The National Coalition for Hospice and Palliative Care (Coalition) and its 13 national organizational Members voted unanimously to endorse the bi-partisan “Expanding Access to Palliative Care for Seniors Act” introduced today by the Co-Chairs of the Senate Comprehensive Care Caucus, Senators Rosen (D-NV), Barrasso (R-WY), Baldwin, (D-WI) and Fischer (R-NE).
“Approximately 6,000,000 people in the United States could benefit from palliative care and are not receiving it – this bi-partisan bill signals to the Centers for Medicare and Medicaid Services that the time has come to test a national model of care that focuses on improving the quality of life for people living with serious illness,” said Amy Melnick, MPA, Executive Director of the Coalition.
Palliative care is delivered by an interdisciplinary team of doctors, nurses, social workers, chaplains, physician assistants, pharmacists, and others who work together to relieve the pain and suffering of a serious illness and provide the best possible quality of life for patients and their families.
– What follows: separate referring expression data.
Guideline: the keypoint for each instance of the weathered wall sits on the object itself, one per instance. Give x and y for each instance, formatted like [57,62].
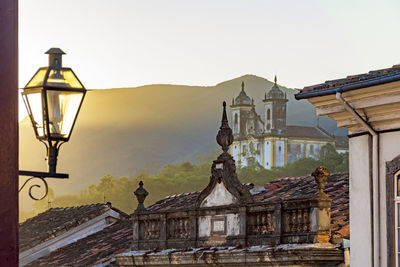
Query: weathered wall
[219,196]
[232,225]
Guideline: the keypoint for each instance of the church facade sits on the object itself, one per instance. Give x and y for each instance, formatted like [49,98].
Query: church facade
[269,141]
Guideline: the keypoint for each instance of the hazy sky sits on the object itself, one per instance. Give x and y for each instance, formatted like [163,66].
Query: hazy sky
[126,43]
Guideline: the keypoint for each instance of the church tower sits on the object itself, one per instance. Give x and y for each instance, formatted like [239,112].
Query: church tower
[241,106]
[275,111]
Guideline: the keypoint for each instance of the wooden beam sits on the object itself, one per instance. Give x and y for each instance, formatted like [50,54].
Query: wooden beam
[9,132]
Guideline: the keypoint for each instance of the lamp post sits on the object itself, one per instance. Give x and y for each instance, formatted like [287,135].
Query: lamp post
[53,98]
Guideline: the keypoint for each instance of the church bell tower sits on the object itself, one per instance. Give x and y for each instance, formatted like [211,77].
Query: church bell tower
[275,111]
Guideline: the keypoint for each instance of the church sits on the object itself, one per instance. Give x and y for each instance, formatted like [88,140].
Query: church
[269,141]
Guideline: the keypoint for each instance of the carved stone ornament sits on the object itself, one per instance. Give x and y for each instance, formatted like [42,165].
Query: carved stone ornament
[141,195]
[223,168]
[321,174]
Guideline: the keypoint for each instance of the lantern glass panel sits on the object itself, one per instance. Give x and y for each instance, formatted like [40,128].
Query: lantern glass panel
[63,78]
[38,79]
[33,102]
[63,107]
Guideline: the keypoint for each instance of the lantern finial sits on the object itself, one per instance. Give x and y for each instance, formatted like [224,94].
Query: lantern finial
[55,57]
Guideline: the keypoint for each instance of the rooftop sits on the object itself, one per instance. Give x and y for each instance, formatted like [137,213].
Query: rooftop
[56,221]
[351,82]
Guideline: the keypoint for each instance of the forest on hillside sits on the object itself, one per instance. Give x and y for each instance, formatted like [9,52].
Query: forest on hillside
[181,178]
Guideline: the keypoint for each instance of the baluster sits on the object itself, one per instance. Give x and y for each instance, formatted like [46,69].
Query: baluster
[269,222]
[263,223]
[301,220]
[290,212]
[308,225]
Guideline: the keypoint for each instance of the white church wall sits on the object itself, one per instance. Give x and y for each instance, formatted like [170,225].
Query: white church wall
[280,153]
[267,154]
[268,123]
[236,121]
[235,151]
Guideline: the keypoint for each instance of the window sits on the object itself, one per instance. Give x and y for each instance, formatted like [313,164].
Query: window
[298,149]
[397,216]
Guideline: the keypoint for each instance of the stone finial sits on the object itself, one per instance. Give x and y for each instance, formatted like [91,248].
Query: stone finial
[224,136]
[141,195]
[321,175]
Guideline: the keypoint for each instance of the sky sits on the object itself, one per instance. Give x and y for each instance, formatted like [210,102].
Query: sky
[128,43]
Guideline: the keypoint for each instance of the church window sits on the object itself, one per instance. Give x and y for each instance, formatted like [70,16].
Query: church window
[298,149]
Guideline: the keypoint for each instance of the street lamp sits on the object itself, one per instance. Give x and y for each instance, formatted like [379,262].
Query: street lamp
[53,98]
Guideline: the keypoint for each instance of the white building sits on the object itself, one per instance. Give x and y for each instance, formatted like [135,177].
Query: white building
[269,141]
[368,106]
Edo Banach, Coalition Board President adds, “Our Coalition Members have a long history of legislative and regulatory advocacy requesting the development and implementation of a community-based palliative care demonstration at CMS. Patients and families who need palliative care should be able to access it where they want it most – in their homes and communities. Our Coalition asked Congress last year to consider legislation and encourage CMS to move forward in this direction. We commend Senators Rosen, Barrasso, Baldwin and Fischer for listening and for their leadership today”.
Community-based palliative care programs and hospices, in addition to other qualified providers such as home health agencies or specialized group practices, working in partnership with patients’ broader healthcare teams, are uniquely positioned to deliver this model of care.
The benefits of a community-based palliative care demonstration will include improving the quality of care for seriously ill individuals, reducing preventable hospitalizations through symptom management, enhancing the use of telehealth, and reducing the total cost of care.
Melnick notes that “this bi-partisan Congressional legislation and support for palliative care demonstrates that Congress wants CMS to test access to a robust home and community-based palliative care and services model so that many more Medicare beneficiaries, many of our most vulnerable and at risk, will have access to this care now.”
The National Coalition for Hospice and Palliative Care is a 501c3 organization that works together to ensure that all patients, families and caregivers who need it will have equitable access to quality hospice and palliative care.